第80話:教本の内容を分類してみる



 アカネ、それに母達からの贈り物。


 余計なお世話。有難迷惑。要らぬお節介。


 とは、言えず。


 母達には、母達の、思惑もあり。


 ただ、苦手は、苦手。


 どうにか、上手い具合に、飲み込む方法は、無いものか?


 雪人が考えた、手段。



 パソコンを起動し、表計算ソフトを立ち上げる。


「縦軸に、A・B・Cと、その明細を入れて、と」


 ぶつぶつ、とパソコンに向かって独り語りつつ。


「横軸に、作品名を入れて……こんな感じ、かな?」


―――――――――――――――――――

    作|作 作 作

    品|品 品 品

カテゴリ名|1 2 3

―――――――――――――――――――

A-軽  |? 〇

 -中  |? 〇

 -深  |? 〇

B-軽  |?

 -山  |?

 -谷  |?

 -渓  |?

 -口  |?

C-01 |〇

 -02 |

 -03 |〇

 ・・・ |・

 -48 |

D-1  |〇

 -2  |〇

―――――――――――――――――――


「ん。各作品でどんなパターンがよく使われているかプロットして、後で分析して、優先順位を検討すればいいかな……あ、そうだ」


 栄えある、最初の一列目の、作品は。


「あの本の一巻、アカネが持ったままだったな。回収してこよう」


 コントロール+Sを押して、ファイルを一旦保存して、席を立ち。


 自室を出て、向いのアカネの部屋をノックする。


「アカネ、ちょっといい?」


 返事が無い。


「アカネ?」


「…………」


 部屋の内部。
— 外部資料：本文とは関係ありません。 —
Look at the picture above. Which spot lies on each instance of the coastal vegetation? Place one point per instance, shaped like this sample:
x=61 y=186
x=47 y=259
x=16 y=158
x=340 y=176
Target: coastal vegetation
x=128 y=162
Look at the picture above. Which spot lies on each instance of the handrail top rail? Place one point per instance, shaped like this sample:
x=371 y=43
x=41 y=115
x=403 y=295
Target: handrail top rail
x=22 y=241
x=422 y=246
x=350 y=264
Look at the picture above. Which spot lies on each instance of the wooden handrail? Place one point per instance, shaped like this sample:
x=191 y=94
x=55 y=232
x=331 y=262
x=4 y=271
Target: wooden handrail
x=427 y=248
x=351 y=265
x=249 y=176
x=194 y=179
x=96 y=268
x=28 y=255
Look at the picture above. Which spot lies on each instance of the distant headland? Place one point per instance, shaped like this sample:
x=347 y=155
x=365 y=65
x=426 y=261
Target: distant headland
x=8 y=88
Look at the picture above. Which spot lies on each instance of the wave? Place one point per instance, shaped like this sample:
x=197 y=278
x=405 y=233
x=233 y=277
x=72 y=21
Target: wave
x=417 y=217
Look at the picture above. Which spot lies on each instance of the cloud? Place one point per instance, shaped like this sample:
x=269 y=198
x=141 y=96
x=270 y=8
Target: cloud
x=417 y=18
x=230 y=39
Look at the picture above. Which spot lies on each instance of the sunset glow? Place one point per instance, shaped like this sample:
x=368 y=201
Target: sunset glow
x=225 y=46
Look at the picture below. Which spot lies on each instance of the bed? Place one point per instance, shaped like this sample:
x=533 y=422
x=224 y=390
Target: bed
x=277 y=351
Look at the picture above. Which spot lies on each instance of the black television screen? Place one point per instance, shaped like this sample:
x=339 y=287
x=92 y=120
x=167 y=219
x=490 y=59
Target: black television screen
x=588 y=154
ぼそぼそっと、何やら、気配は、ある。


「アカネ、入っていい?」


「…………ぁ…………ぃぃょぉ……」


 かすかながら、反応があったので。


「入るよ」


 言いながら、ドアを開けて、部屋の中を覗くと。


「ぇ?」


「え!? 雪人、くん!? なんでっ!?」


「い、いや、いいよって返事があったから……」


 アカネは、お布団の中で、就寝中? だった模様。


 クーラーの効いた室内で、布団を被って、寝ていた?


 ただ……。


「あ……」


 サメちゃんの抱きマクラを下敷きに。


 その上に覆いかぶさるように、寝ていたアカネ。


 枕元には、開かれたままの、文庫本。


 幸いにも。


 掛け布団に覆われていて、姿は見えないのだが。


「……ごめん、お休み中、だった?」

「あー、うん、まー、うん……で、何の用かなっ?」


 寝ていたにしては、汗ばんでいて、顔も上気している。


「例の本の一巻が欲しくて」

「あー、それなら、机の棚に」


 布団の中から手だけ出して机を指させす。


「あ、これこれ。これ、もらってくよ?」

「はいはい、どうぞ、どうぞ」


 机の棚から目的の本を取り上げるのだが。


 布団の脇、足元に。


 あまり直視できない布切れが、散乱しているのが目に入ってしまう。


 落ちている布と、布団の中のアカネの状態を関連付けて想像するに。


「…………」


 取り急ぎ、本の回収を済ませて。


「ごめんね、に」

「あはは。いいよいいよー」


 アカネにとっては、あまり良くはなかったりするが。


 暑かったのでクーラーを効かせると今度は寒くなったので布団を被っていて、正解。


「じゃ、


「はぁい、また夜ごはんに、ねー」



 アカネの部屋を出て、自室に戻る雪人。


 回収した一巻と、手元の二巻三巻をならべて。


 内容を確認しながら、パソコンにデータを入力して行くが。


「さっきの、アカネ……あれって、やっぱり……」


 本の内容で、先程のアカネの状況に類似するシーンがあった。


「項目、一個追加しないと……」



―――――――――――――――――――

    作|作 作 作

    品|品 品 品

カテゴリ名|1 2 3

―――――――――――――――――――

A-軽  |〇 〇

 -中  |? 〇

 -深  |? 〇

B-  |  

 -軽  |?

 -山  |?

 -谷  |?

 -渓  |?

 -口  |?

C-01 |〇

 -02 |

 -03 |〇

 ・・・ |・

 -48 |

D-1  |〇

 -2  |〇

―――――――――――――――――――



「そうか……サメの抱きマクラは、使んだ……なるほど……」


 なにかを納得、会得した、雪人。